Robert W. McElroy, an auxiliary bishop in San Francisco and a leader in the Catholic Church’s social justice wing, was named head of the Diocese of San Diego. Crux reported the move Monday, and it was confirmed by the Vatican Tuesday morning. He will be installed April 15.

McElroy, 61, has written extensively about the Church’s social justice mission, promoting Catholic engagement with society that places economic and human rights issues on par with abortion and same-sex marriage.

“We are called to see the issues of abortion and poverty, marriage and immigrant rights, euthanasia and war, religious liberty and restorative justice, not as competing alternatives often set within a partisan framework, but as a complementary continuum of life and dignity,” he wrote in America magazine in October 2013.

McElroy’s appointment to San Diego is the latest sign that Pope Francis intends to make his mark on the Church in America.

Last fall, Francis handpicked another moderate, Blase Cupich, to serve as archbishop of Chicago. McElroy was present at Cupich’s installation Mass.

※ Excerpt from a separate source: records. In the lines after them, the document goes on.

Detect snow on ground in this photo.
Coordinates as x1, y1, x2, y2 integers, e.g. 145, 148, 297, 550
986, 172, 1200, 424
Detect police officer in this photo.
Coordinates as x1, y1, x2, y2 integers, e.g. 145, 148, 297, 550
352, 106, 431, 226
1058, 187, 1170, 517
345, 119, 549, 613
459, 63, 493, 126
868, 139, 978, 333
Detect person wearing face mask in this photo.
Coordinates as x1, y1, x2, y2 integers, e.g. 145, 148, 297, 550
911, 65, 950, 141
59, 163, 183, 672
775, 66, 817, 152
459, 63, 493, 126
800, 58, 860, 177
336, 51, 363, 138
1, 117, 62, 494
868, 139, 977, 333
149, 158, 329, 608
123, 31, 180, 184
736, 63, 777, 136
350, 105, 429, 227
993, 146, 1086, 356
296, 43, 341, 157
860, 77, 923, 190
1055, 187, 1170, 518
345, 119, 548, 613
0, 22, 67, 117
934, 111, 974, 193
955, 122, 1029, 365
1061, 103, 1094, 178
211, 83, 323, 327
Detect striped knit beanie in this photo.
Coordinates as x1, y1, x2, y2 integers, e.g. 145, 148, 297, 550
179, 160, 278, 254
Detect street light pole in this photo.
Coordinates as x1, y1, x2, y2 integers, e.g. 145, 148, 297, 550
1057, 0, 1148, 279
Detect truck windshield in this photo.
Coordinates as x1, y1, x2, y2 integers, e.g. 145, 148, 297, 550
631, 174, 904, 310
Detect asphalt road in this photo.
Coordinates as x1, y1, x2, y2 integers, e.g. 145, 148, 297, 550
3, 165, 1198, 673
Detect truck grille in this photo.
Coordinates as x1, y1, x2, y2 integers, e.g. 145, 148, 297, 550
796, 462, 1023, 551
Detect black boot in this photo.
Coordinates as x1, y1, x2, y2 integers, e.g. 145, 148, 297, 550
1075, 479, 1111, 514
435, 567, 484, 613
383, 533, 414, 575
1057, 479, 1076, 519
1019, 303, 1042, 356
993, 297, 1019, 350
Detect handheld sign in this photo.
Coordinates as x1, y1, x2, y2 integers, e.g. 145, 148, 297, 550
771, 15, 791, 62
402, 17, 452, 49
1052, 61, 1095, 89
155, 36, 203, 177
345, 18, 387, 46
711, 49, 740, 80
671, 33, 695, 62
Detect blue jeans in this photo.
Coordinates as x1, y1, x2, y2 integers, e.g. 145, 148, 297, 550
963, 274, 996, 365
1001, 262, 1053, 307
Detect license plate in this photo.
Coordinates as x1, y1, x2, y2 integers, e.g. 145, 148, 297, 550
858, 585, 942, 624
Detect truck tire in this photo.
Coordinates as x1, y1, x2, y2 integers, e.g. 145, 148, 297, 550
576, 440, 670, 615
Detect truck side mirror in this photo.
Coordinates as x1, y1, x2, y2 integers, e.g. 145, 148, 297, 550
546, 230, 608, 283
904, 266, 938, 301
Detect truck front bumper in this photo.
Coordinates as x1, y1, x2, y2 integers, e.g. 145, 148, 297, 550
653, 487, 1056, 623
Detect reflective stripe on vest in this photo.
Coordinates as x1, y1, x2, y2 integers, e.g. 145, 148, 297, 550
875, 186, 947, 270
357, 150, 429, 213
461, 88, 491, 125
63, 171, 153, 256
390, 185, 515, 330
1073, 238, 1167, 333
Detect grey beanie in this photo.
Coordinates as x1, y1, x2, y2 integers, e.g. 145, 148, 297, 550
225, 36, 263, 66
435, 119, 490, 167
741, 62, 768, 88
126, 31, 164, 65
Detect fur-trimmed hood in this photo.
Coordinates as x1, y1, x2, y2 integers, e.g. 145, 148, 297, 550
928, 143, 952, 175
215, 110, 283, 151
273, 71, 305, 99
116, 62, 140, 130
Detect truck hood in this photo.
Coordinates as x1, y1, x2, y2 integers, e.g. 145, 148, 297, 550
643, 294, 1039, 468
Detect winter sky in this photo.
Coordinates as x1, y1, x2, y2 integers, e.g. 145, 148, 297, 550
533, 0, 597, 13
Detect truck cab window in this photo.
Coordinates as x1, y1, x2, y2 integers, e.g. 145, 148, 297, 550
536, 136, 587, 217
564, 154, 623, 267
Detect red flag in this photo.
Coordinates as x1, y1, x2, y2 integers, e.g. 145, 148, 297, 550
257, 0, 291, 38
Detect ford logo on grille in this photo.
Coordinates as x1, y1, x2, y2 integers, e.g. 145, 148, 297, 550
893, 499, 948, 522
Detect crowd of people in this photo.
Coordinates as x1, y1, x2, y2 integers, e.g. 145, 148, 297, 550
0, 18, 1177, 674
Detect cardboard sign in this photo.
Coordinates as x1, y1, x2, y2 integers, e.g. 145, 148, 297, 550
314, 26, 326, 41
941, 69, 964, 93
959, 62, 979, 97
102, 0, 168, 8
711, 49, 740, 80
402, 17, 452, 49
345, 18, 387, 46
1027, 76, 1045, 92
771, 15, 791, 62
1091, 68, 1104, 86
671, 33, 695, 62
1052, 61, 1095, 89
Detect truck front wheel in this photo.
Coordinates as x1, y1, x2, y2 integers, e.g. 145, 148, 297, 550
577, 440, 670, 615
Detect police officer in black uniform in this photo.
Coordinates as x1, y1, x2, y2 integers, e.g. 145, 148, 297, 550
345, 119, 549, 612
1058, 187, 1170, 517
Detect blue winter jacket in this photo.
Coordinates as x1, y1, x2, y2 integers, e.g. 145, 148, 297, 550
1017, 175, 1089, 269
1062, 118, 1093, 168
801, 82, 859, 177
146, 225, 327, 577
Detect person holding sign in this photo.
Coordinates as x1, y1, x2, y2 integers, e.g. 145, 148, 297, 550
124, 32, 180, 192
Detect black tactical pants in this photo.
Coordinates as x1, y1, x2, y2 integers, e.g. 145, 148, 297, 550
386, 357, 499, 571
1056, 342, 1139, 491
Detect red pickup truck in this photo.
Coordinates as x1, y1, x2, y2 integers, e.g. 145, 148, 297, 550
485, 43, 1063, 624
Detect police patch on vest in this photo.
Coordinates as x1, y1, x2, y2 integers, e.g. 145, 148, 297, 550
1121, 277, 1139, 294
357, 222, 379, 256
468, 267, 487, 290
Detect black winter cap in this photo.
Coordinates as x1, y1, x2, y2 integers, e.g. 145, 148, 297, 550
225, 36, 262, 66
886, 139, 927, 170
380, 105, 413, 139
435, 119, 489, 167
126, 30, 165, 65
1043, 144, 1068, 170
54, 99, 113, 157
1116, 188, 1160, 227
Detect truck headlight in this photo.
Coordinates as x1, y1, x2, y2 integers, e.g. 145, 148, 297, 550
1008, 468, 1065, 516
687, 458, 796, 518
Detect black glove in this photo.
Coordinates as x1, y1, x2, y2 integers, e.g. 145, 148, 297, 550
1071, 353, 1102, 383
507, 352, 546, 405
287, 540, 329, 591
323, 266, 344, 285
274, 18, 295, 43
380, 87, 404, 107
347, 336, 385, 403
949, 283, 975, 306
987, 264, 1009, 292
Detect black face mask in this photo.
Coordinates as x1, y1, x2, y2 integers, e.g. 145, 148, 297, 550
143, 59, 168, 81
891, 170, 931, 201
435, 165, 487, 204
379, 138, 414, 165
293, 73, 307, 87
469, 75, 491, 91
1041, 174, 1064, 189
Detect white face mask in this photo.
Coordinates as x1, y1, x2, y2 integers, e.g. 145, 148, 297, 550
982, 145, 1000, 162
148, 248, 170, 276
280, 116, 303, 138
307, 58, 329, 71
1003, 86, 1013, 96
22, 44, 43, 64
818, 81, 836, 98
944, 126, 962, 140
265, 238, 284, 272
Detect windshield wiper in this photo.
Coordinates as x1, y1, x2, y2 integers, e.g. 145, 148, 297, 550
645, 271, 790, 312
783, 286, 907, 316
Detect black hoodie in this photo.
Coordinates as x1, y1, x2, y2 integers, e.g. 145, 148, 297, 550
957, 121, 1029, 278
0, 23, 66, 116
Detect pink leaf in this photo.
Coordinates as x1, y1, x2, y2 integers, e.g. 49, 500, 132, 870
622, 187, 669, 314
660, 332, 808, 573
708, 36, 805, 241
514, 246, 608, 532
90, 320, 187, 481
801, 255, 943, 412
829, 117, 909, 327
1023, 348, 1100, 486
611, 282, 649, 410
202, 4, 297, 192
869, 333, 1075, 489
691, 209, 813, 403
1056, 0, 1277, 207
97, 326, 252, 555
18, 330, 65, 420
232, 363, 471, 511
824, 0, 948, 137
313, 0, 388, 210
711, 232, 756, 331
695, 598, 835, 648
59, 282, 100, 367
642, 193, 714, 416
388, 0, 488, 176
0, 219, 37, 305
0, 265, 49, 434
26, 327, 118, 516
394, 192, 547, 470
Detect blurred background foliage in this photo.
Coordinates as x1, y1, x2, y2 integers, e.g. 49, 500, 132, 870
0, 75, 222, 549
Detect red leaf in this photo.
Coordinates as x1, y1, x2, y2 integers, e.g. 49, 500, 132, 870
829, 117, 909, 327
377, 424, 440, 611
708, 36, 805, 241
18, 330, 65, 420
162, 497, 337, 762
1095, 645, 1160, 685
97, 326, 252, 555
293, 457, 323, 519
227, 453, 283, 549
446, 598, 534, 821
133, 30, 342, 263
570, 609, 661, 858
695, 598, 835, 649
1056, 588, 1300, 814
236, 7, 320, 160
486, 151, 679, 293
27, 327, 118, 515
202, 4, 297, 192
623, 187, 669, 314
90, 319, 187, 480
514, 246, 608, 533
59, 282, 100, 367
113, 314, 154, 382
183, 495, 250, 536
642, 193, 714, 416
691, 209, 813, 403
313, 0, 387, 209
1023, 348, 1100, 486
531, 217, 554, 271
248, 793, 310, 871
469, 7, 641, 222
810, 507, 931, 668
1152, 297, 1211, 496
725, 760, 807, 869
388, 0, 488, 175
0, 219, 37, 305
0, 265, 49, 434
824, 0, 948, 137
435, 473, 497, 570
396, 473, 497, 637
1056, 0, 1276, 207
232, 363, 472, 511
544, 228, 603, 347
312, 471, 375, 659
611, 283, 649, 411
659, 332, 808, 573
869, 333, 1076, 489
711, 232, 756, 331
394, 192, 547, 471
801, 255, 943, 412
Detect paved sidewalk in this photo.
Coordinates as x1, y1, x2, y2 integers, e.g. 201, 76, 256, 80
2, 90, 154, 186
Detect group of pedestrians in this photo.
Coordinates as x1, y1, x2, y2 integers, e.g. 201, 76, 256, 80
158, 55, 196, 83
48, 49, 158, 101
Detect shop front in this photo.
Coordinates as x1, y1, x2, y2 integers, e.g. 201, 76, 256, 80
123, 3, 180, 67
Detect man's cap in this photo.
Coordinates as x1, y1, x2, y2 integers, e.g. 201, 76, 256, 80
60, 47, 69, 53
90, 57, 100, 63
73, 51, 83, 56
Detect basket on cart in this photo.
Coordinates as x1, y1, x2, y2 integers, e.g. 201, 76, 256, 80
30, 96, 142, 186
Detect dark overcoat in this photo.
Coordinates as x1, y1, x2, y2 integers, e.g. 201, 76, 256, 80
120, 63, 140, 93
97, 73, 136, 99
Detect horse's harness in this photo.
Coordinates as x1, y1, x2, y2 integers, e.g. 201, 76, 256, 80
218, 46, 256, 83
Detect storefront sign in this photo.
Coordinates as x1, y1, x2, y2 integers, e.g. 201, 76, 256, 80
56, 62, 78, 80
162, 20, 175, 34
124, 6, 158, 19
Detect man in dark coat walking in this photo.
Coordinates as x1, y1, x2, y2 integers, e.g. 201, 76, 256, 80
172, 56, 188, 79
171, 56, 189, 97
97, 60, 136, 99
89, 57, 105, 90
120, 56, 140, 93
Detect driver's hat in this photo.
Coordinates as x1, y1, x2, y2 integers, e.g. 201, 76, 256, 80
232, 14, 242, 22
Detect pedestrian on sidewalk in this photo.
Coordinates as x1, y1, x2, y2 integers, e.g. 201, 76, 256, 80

McElroy, a San Francisco native, graduated from Harvard University with a degree in history, and holds a doctorate from Stanford University as well as a doctorate in moral theology from Rome’s Pontifical Gregorian University.

Though he’s worked in the San Francisco chancery for many years, McElroy was pastor of a San Mateo, California, parish for 14 years.

Speaking last month in San Francisco, McElroy praised what he called the pope’s emphasis on mercy, and said that the church must gravitate toward pastoral responses to believers.

“To be judgmental is a cardinal sin for religion,” he said, according to the National Catholic Reporter. “It is easy for the church to get lost in the rules, but pastoral theology trumps rules.” He went on to say he favors allowing divorced and remarried Catholics to receive communion, a position that allies McElroy with bishops attempting to overturn the ban at this fall’s synod on the family in Rome.

He’s also made economic inequality one of his signature issues, praising the pope’s emphasis on poverty. He told Crux last summer that Catholic laypeople have a special responsibility to fight inequality.

“I think Pope Francis’ statements on the challenge of global poverty and questions of inequality provide a unique opportunity for the Catholic community to deepen its institutionalized lay resources,” he said.

McElroy succeeds Bishop Cirilo Flores, who passed away in September after less than a year on the job. The diocese, with a little less than 1 million Catholics, is among the largest in the United States.